Written by: Anna Petherick, Ph.D. | Issue # 38 | 05 2015
- A diet that involves a lot of grazing has been linked to an increase of milk fat globules of one particular size, while slightly lowering the amount of total fat in milk.
- This hike in globules of size 3.3 µm goes along with increases in the concentrations of two fatty acids—capric and lauric acids.
- Noticing the globule size change has suggested to scientists how mammary cells in udders respond to changes in a cow’s diet.
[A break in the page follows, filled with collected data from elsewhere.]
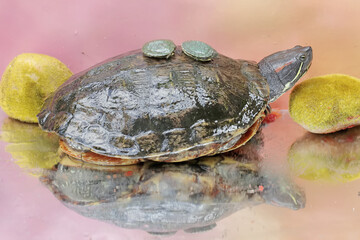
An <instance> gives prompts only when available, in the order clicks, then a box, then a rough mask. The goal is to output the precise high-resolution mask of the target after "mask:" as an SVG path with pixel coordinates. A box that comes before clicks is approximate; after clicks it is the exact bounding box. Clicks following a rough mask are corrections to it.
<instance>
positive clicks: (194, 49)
mask: <svg viewBox="0 0 360 240" xmlns="http://www.w3.org/2000/svg"><path fill="white" fill-rule="evenodd" d="M181 47H182V50H183V52H184V53H185V54H186V55H187V56H189V57H191V58H193V59H195V60H198V61H210V60H211V59H212V58H213V57H215V56H216V54H217V53H216V51H215V50H214V49H213V48H212V47H210V46H209V45H207V44H206V43H204V42H201V41H186V42H183V44H182V45H181Z"/></svg>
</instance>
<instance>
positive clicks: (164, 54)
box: [142, 40, 176, 58]
mask: <svg viewBox="0 0 360 240" xmlns="http://www.w3.org/2000/svg"><path fill="white" fill-rule="evenodd" d="M175 48H176V45H175V44H174V43H173V42H172V41H171V40H154V41H150V42H147V43H145V44H144V46H143V47H142V51H143V53H144V55H145V56H147V57H155V58H169V57H170V56H171V55H172V54H173V52H174V50H175Z"/></svg>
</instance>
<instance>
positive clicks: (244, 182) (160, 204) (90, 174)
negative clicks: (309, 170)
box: [40, 133, 306, 235]
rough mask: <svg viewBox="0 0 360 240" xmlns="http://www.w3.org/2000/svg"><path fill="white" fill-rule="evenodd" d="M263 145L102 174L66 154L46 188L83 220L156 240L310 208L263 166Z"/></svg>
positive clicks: (49, 179)
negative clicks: (238, 220) (184, 232)
mask: <svg viewBox="0 0 360 240" xmlns="http://www.w3.org/2000/svg"><path fill="white" fill-rule="evenodd" d="M262 138H263V136H262V134H259V133H258V134H256V135H255V136H254V137H253V138H252V139H251V140H250V141H249V142H247V143H246V144H245V145H244V146H243V147H242V148H238V149H235V150H233V151H230V152H226V153H222V154H218V155H215V156H205V157H201V158H197V159H193V160H189V161H186V162H181V163H177V164H171V163H163V162H154V161H146V162H143V163H139V164H135V165H130V166H99V165H95V164H89V163H84V162H81V161H78V160H77V159H75V158H72V157H71V156H69V155H66V154H65V153H63V152H59V158H60V161H59V164H57V165H56V166H54V168H53V169H52V171H47V172H45V174H44V175H43V176H42V177H41V178H40V180H41V182H42V183H43V184H44V185H45V186H46V187H47V188H48V189H49V190H50V191H51V192H52V193H53V194H54V196H55V197H56V198H57V199H58V200H59V201H60V202H61V203H63V204H64V205H65V206H66V207H68V208H69V209H71V210H73V211H75V212H77V213H78V214H80V215H83V216H85V217H88V218H93V219H96V220H99V221H105V222H109V223H112V224H115V225H117V226H119V227H122V228H132V229H140V230H144V231H147V232H149V233H151V234H157V235H165V234H167V235H169V234H174V233H175V232H177V231H180V230H184V231H186V232H191V233H192V232H199V231H207V230H210V229H212V228H214V227H215V226H216V222H218V221H219V220H221V219H223V218H226V217H228V216H230V215H231V214H234V213H235V212H237V211H240V210H242V209H246V208H248V207H252V206H256V205H259V204H270V205H276V206H277V207H283V208H289V209H292V210H299V209H302V208H304V207H305V204H306V199H305V193H304V191H303V190H302V188H300V187H299V186H297V185H296V184H295V183H294V182H293V181H292V180H291V179H289V178H288V177H286V176H284V173H274V172H271V171H270V170H269V169H266V168H264V167H263V166H262V165H263V164H262V161H263V159H262V156H261V154H260V152H261V151H260V150H261V149H262V145H263V140H262Z"/></svg>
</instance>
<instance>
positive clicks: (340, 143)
mask: <svg viewBox="0 0 360 240" xmlns="http://www.w3.org/2000/svg"><path fill="white" fill-rule="evenodd" d="M288 162H289V166H290V169H291V170H292V172H293V173H294V174H295V175H296V176H298V177H300V178H304V179H307V180H317V181H323V182H349V181H353V180H356V179H359V178H360V127H354V128H351V129H348V130H345V131H339V132H336V133H330V134H313V133H307V134H306V135H305V136H303V137H302V138H300V139H298V140H297V141H296V142H295V143H294V144H293V145H292V146H291V148H290V150H289V152H288Z"/></svg>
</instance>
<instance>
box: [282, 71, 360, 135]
mask: <svg viewBox="0 0 360 240" xmlns="http://www.w3.org/2000/svg"><path fill="white" fill-rule="evenodd" d="M289 112H290V116H291V117H292V119H293V120H294V121H295V122H297V123H298V124H300V125H301V126H303V127H304V128H305V129H307V130H308V131H310V132H313V133H330V132H335V131H338V130H341V129H345V128H348V127H352V126H355V125H360V79H357V78H354V77H351V76H347V75H341V74H332V75H326V76H321V77H315V78H312V79H309V80H306V81H304V82H302V83H300V84H298V85H297V86H296V87H295V88H294V89H293V91H292V92H291V94H290V103H289Z"/></svg>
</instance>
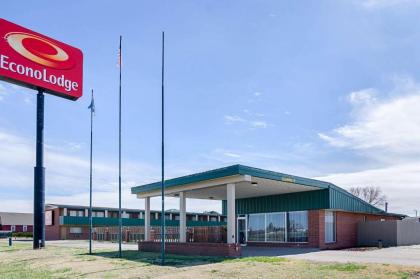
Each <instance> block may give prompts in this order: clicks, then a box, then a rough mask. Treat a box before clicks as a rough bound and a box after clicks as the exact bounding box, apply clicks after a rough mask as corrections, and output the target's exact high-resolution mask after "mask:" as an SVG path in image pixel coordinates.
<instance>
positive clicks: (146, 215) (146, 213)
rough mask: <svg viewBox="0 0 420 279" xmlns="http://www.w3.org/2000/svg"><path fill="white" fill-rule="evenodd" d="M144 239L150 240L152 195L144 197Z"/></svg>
mask: <svg viewBox="0 0 420 279" xmlns="http://www.w3.org/2000/svg"><path fill="white" fill-rule="evenodd" d="M144 240H145V241H150V197H147V198H145V199H144Z"/></svg>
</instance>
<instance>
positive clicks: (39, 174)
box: [33, 88, 45, 249]
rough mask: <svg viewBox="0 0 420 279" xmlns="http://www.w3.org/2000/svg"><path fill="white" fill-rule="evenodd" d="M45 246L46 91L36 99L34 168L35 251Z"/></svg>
mask: <svg viewBox="0 0 420 279" xmlns="http://www.w3.org/2000/svg"><path fill="white" fill-rule="evenodd" d="M44 246H45V168H44V89H41V88H38V94H37V97H36V165H35V168H34V230H33V249H40V248H43V247H44Z"/></svg>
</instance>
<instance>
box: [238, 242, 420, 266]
mask: <svg viewBox="0 0 420 279" xmlns="http://www.w3.org/2000/svg"><path fill="white" fill-rule="evenodd" d="M243 254H244V255H245V256H281V257H286V258H290V259H301V260H312V261H321V262H339V263H347V262H353V263H381V264H398V265H407V266H420V245H412V246H400V247H390V248H383V249H375V248H373V249H366V250H362V249H355V250H353V249H349V250H317V249H305V248H261V247H246V248H245V249H244V253H243Z"/></svg>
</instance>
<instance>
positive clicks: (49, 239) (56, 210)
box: [45, 208, 62, 240]
mask: <svg viewBox="0 0 420 279" xmlns="http://www.w3.org/2000/svg"><path fill="white" fill-rule="evenodd" d="M51 211H52V225H46V226H45V239H46V240H60V239H62V238H61V237H60V209H59V208H54V209H51Z"/></svg>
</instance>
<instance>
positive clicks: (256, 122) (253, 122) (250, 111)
mask: <svg viewBox="0 0 420 279" xmlns="http://www.w3.org/2000/svg"><path fill="white" fill-rule="evenodd" d="M243 112H244V113H245V114H247V115H248V117H252V116H254V117H257V118H261V117H264V115H263V114H260V113H252V112H251V111H249V110H248V109H244V110H243ZM224 120H225V124H227V125H232V124H238V123H241V124H245V125H247V126H249V127H250V128H252V129H256V128H267V127H268V126H269V124H268V123H267V122H266V121H263V120H249V119H245V118H242V117H240V116H238V115H225V116H224Z"/></svg>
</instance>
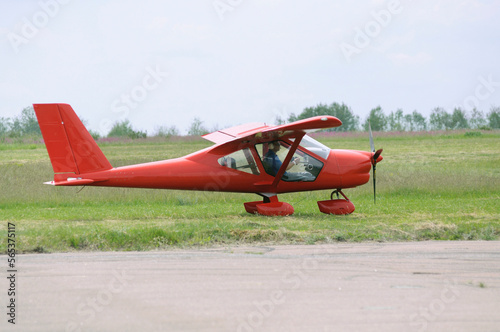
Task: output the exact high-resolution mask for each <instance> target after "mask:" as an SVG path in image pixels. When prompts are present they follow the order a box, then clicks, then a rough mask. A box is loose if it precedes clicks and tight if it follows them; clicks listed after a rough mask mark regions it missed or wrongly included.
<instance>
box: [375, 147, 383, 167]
mask: <svg viewBox="0 0 500 332" xmlns="http://www.w3.org/2000/svg"><path fill="white" fill-rule="evenodd" d="M382 151H384V149H378V150H377V152H375V153H374V154H373V163H374V164H376V163H377V159H378V157H380V155H381V154H382Z"/></svg>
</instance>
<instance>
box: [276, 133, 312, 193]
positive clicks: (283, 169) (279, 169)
mask: <svg viewBox="0 0 500 332" xmlns="http://www.w3.org/2000/svg"><path fill="white" fill-rule="evenodd" d="M304 135H305V133H304V132H303V133H300V134H298V135H297V137H296V138H295V141H294V142H293V144H292V147H291V148H290V150H289V151H288V154H287V155H286V158H285V160H284V161H283V163H282V164H281V168H280V169H279V171H278V174H276V177H275V178H274V181H273V184H272V185H271V188H273V189H275V188H276V187H277V186H278V183H279V182H280V181H281V177H282V176H283V174H285V172H286V168H287V167H288V164H289V163H290V161H291V160H292V157H293V155H294V154H295V151H297V148H298V147H299V144H300V142H301V141H302V138H303V137H304Z"/></svg>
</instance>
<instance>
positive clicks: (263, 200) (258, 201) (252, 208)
mask: <svg viewBox="0 0 500 332" xmlns="http://www.w3.org/2000/svg"><path fill="white" fill-rule="evenodd" d="M261 196H262V197H263V200H262V201H256V202H247V203H245V210H246V211H247V212H248V213H251V214H261V215H263V216H289V215H292V214H293V212H294V210H293V206H291V205H290V204H288V203H285V202H280V201H278V196H276V195H274V196H263V195H261Z"/></svg>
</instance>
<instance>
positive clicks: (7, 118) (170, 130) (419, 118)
mask: <svg viewBox="0 0 500 332" xmlns="http://www.w3.org/2000/svg"><path fill="white" fill-rule="evenodd" d="M318 115H331V116H335V117H337V118H339V119H340V120H341V121H342V126H340V127H337V128H330V129H327V130H326V131H362V130H364V131H366V130H368V124H370V126H371V128H372V130H373V131H428V130H454V129H479V130H489V129H500V107H491V109H490V111H489V112H488V113H487V114H485V113H483V112H482V111H479V110H477V109H473V110H472V111H471V112H466V111H465V110H463V109H461V108H454V109H453V111H452V112H448V111H446V110H445V109H444V108H442V107H436V108H434V109H433V110H432V111H431V113H430V115H429V117H428V118H426V117H425V116H424V115H422V114H421V113H419V112H418V111H413V112H411V113H406V114H405V113H404V112H403V110H401V109H398V110H396V111H392V112H390V113H389V114H386V113H385V112H384V111H383V110H382V108H381V107H380V106H377V107H375V108H373V109H372V110H370V113H369V115H368V116H367V117H366V118H365V119H364V120H363V121H361V119H360V117H359V116H358V115H355V114H354V112H353V111H352V109H351V108H350V107H348V106H347V105H346V104H344V103H342V104H340V103H336V102H334V103H332V104H330V105H327V104H318V105H316V106H314V107H307V108H305V109H304V110H303V111H302V112H301V113H300V114H299V115H295V114H293V113H292V114H291V115H290V116H289V117H288V119H287V121H285V120H283V119H278V122H279V123H278V124H283V123H285V122H293V121H297V120H302V119H306V118H309V117H313V116H318ZM84 123H85V121H84ZM89 132H90V134H91V135H92V137H94V139H98V138H102V136H101V135H100V134H99V133H97V132H95V131H92V130H89ZM208 132H209V130H207V129H206V128H205V127H204V126H203V121H201V120H200V119H199V118H195V119H194V120H193V123H192V124H191V126H190V128H189V130H188V135H190V136H191V135H192V136H199V135H203V134H206V133H208ZM179 135H180V132H179V130H178V129H177V128H176V127H175V126H170V127H166V126H160V127H157V128H156V131H155V133H154V134H153V135H152V136H156V137H170V136H179ZM39 136H41V132H40V127H39V126H38V121H37V119H36V116H35V112H34V110H33V107H32V106H30V107H25V108H24V109H23V110H22V111H21V114H20V115H19V116H18V117H15V118H5V117H0V138H2V139H5V138H24V137H39ZM146 136H147V133H146V132H145V131H140V130H134V129H133V128H132V125H131V124H130V121H129V120H123V121H119V122H116V123H115V124H114V125H113V126H112V128H111V130H110V132H109V133H108V134H107V135H105V136H104V137H128V138H133V139H134V138H145V137H146Z"/></svg>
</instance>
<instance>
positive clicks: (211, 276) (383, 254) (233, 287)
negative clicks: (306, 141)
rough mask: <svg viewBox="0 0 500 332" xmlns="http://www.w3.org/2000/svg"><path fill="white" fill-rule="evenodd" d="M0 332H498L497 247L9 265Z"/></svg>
mask: <svg viewBox="0 0 500 332" xmlns="http://www.w3.org/2000/svg"><path fill="white" fill-rule="evenodd" d="M0 262H3V263H1V264H0V266H4V267H5V268H3V269H2V270H3V271H2V272H3V275H4V276H3V277H2V278H1V279H2V281H1V282H0V294H1V295H0V303H2V308H3V311H4V313H2V315H1V316H0V317H3V318H2V321H0V330H1V331H10V330H12V331H14V330H16V331H500V242H496V241H495V242H416V243H415V242H408V243H361V244H351V243H346V244H332V245H317V246H269V247H265V246H262V247H224V248H222V247H221V248H212V249H199V250H182V251H181V250H173V251H154V252H106V253H63V254H33V255H31V254H30V255H18V256H17V269H18V271H17V274H16V297H15V303H16V309H15V310H16V311H15V313H16V320H15V322H16V324H15V326H13V325H12V324H10V323H8V319H9V316H8V315H6V314H7V313H8V310H9V309H8V308H7V307H6V306H7V305H8V302H7V301H8V296H7V289H8V288H9V284H8V282H9V280H8V279H7V278H6V276H7V277H8V274H7V272H6V271H7V256H5V255H4V256H0Z"/></svg>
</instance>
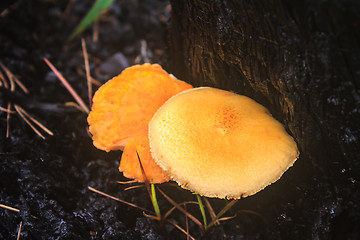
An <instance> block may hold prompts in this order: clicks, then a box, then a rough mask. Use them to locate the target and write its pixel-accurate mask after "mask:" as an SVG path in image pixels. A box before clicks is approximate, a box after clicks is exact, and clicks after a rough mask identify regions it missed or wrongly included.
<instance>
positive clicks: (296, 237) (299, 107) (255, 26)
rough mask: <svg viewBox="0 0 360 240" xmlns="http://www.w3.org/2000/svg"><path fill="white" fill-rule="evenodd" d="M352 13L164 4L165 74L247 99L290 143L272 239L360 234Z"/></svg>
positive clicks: (357, 6)
mask: <svg viewBox="0 0 360 240" xmlns="http://www.w3.org/2000/svg"><path fill="white" fill-rule="evenodd" d="M359 13H360V2H359V1H356V0H353V1H340V0H338V1H337V0H333V1H330V0H324V1H291V0H283V1H281V0H274V1H236V0H233V1H230V0H229V1H205V0H184V1H176V0H173V1H172V19H171V20H172V21H171V25H170V28H169V33H170V36H169V44H170V59H171V63H170V66H169V71H170V72H172V73H173V74H174V75H176V76H177V77H179V78H180V79H183V80H186V81H188V82H190V83H192V84H194V85H196V86H213V87H217V88H222V89H226V90H231V91H234V92H236V93H239V94H243V95H247V96H249V97H251V98H253V99H255V100H256V101H258V102H259V103H261V104H263V105H264V106H266V107H267V108H268V109H269V110H270V112H271V113H272V114H273V115H274V117H275V118H277V119H278V120H280V121H281V122H282V123H283V124H284V125H285V127H286V128H287V129H288V131H289V132H290V134H291V135H292V136H293V137H294V138H295V140H296V141H297V143H298V146H299V149H300V153H301V157H300V159H299V160H298V161H297V162H296V163H295V166H294V167H293V168H292V169H291V170H289V171H288V173H286V174H285V175H286V178H287V179H290V180H289V181H290V183H284V184H286V185H288V186H290V187H293V188H298V190H294V189H292V190H291V189H286V191H290V192H289V193H285V192H280V190H282V191H284V189H285V188H286V187H284V189H280V190H279V192H278V193H279V194H297V196H298V198H296V199H295V198H290V197H289V198H288V199H287V201H288V202H289V204H292V206H294V208H297V210H296V211H295V210H294V211H290V210H289V209H288V208H286V207H284V208H282V211H283V213H285V214H291V221H290V222H291V223H292V225H291V224H289V223H288V222H286V221H285V220H284V221H280V222H279V223H280V224H279V226H277V227H278V229H279V231H280V236H281V237H285V238H287V239H298V238H299V239H303V238H305V236H304V235H303V234H301V235H297V234H299V233H302V232H304V234H306V237H307V238H308V239H313V238H316V237H319V238H324V237H325V238H328V237H330V236H331V237H335V238H336V237H338V234H346V235H341V236H348V237H354V236H355V235H356V236H359V235H360V234H359V230H358V229H357V227H356V226H359V224H360V223H359V218H360V213H359V210H360V208H359V198H360V197H359V191H358V190H356V189H359V170H360V167H359V159H360V155H359V153H360V147H359V143H358V141H359V136H360V134H359V133H360V130H359V129H360V107H359V106H360V95H359V87H360V46H359V40H360V20H359V17H358V16H359ZM355 173H356V174H355ZM275 185H276V184H275ZM270 188H272V187H270ZM299 189H300V190H299ZM269 191H272V190H269ZM273 191H276V190H273ZM274 211H275V210H274ZM277 214H278V215H279V214H280V213H279V212H278V213H277ZM278 215H276V214H275V213H274V214H272V213H269V215H268V217H269V218H274V219H277V220H276V221H278V220H279V216H278ZM274 219H271V220H274ZM287 220H288V219H287ZM274 221H275V220H274ZM295 223H296V224H295ZM289 226H291V229H290V230H289V229H287V228H288V227H289ZM291 230H293V231H291ZM345 238H346V237H345Z"/></svg>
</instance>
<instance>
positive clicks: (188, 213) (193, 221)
mask: <svg viewBox="0 0 360 240" xmlns="http://www.w3.org/2000/svg"><path fill="white" fill-rule="evenodd" d="M157 190H158V191H159V192H160V193H161V194H162V195H163V196H164V197H165V198H166V199H167V200H168V201H169V202H170V203H171V204H172V205H173V206H174V207H176V208H177V209H178V210H179V211H180V212H182V213H184V214H185V215H186V216H188V217H189V218H190V219H191V220H192V221H193V222H194V223H196V224H197V225H198V226H199V227H200V229H201V230H202V231H203V232H205V229H204V225H203V224H202V223H201V222H200V221H199V220H198V219H197V218H196V217H194V216H193V215H191V214H190V213H189V212H188V211H185V210H184V209H183V208H182V207H181V206H180V205H179V204H178V203H176V202H175V201H174V200H172V199H171V198H170V197H169V196H168V195H166V194H165V193H164V192H163V191H162V190H161V189H160V188H157Z"/></svg>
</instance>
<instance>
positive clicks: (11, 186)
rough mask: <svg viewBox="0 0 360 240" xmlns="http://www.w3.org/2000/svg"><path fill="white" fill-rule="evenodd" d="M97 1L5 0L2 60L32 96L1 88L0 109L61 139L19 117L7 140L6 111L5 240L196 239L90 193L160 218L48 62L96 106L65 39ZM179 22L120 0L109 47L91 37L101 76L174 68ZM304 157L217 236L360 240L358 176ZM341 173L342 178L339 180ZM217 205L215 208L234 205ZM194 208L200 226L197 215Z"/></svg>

The reason that milk is opaque and white is that it is full of very small beads, or globules, of fat. What may surprise milk drinkers, though, is that these globules are highly structured, having a center composed of three-tailed fatty acids, surrounded by a membrane of quite different chemical structures. The size of these globules varies a great deal, in ways that matter for industrial processes like cheese making, and defining how much of the fat in milk is saturated, The latest research into milk fat globules has taken some bold steps: the aim is to feed cows differently, monitor how this changes the size of the globules in their milk, and work out what exactly is going on in their udders as a result.
The cows assisting in this pursuit are Israeli-Holsteins, living on an experimental farm not far from Tel Aviv. They have swapped between two diets. For a few weeks they have been eating what they normally do, what is known in the dairy business as 35% forage and 65% concentrate—meaning that that a minority of what their energy comes from grazing, and the majority comes from what is laid out for them in troughs by the farmer. Then for another few weeks, this balance was reversed—35% concentrate and 65% forage. The order of these diets has been different for different cows.
Meanwhile, scientists at the Hebrew University of Jerusalem have been measuring the size of the milk fat globules that have come out of the cows . Milk fat globules can be as ‘teeny tiny’ as 200nm, and as ‘merely tiny’ as 15µm, which is 75-fold difference in diameter. Often, when scientists monitor milk chemistry, they measure only the average globule size. But, an increase in the average wouldn’t distinguish between slight upward shifts in the sizes of the range of globules and a singular hike in the relative amount of one quite-large kind of globule. Hence, Nurit Argov-Argaman and her colleagues took a more detailed approach.
It paid off. They noticed that when the cows were on the high-forage diet, the average size of the fat globules in their milk increased. Their milk contained many more globules with a diameter of 3.3µm. A few other changes happened. The high-forage diet led to slightly lower levels of lactose and slightly lower concentrations of fat overall, while milk protein levels didn’t budge. The new prominence of fat globules measuring 3.3µm in diameter, was linked to changes in the relative abundances of particular fatty acids—specifically, to rises in the concentrations of capric and lauric acids and a reduction in the amount of oleic acid.
What does this say about how udders respond to changes in diet? How does it help cheese makers and those of us watching our cholesterol levels? When cows eat differently, the membranes of the mammary epithelial cells in their udders—from which milk fat globule membranes are made—must change. What Argov-Argaman and the coauthors suspect occurs is an enrichment of these membranes with something called PhE (which has the clunky full name: 1,2-dioleoyl-sn-glycero-3 phosphoethanolamine), alters how readily nascent lipid droplets fuse together, and so influences their size. Cheese makers might wish to advise their farmers on cow feed if 3.3µm globules alter the physiochemical characteristics of their particular product. As for the rest of us, capric acid—unlike most saturated fats—should present no health bother  for people watching their cholesterol.
Of course, these findings are based on a comparison of milks resulting from just two cow diets. Across the pastures and among the herds of the world, there is a lot more variation than that. Argov-Argaman and her team, and any other research group that wishes to get in on the act, may yet have plenty more to say.
1. R. Mesilati-Stahy et al. Altered concentrate to forage ratio in cows ration enhanced bioproduction of specific size subpopulation of milk fat globules. Food Chemistry 179, 199-205 (2015)
2. German, J. B. & Dillard, C. J. Saturated fats: what dietary intake? American Journal of Clinical Nutrition 80(3), 550-559 (2004).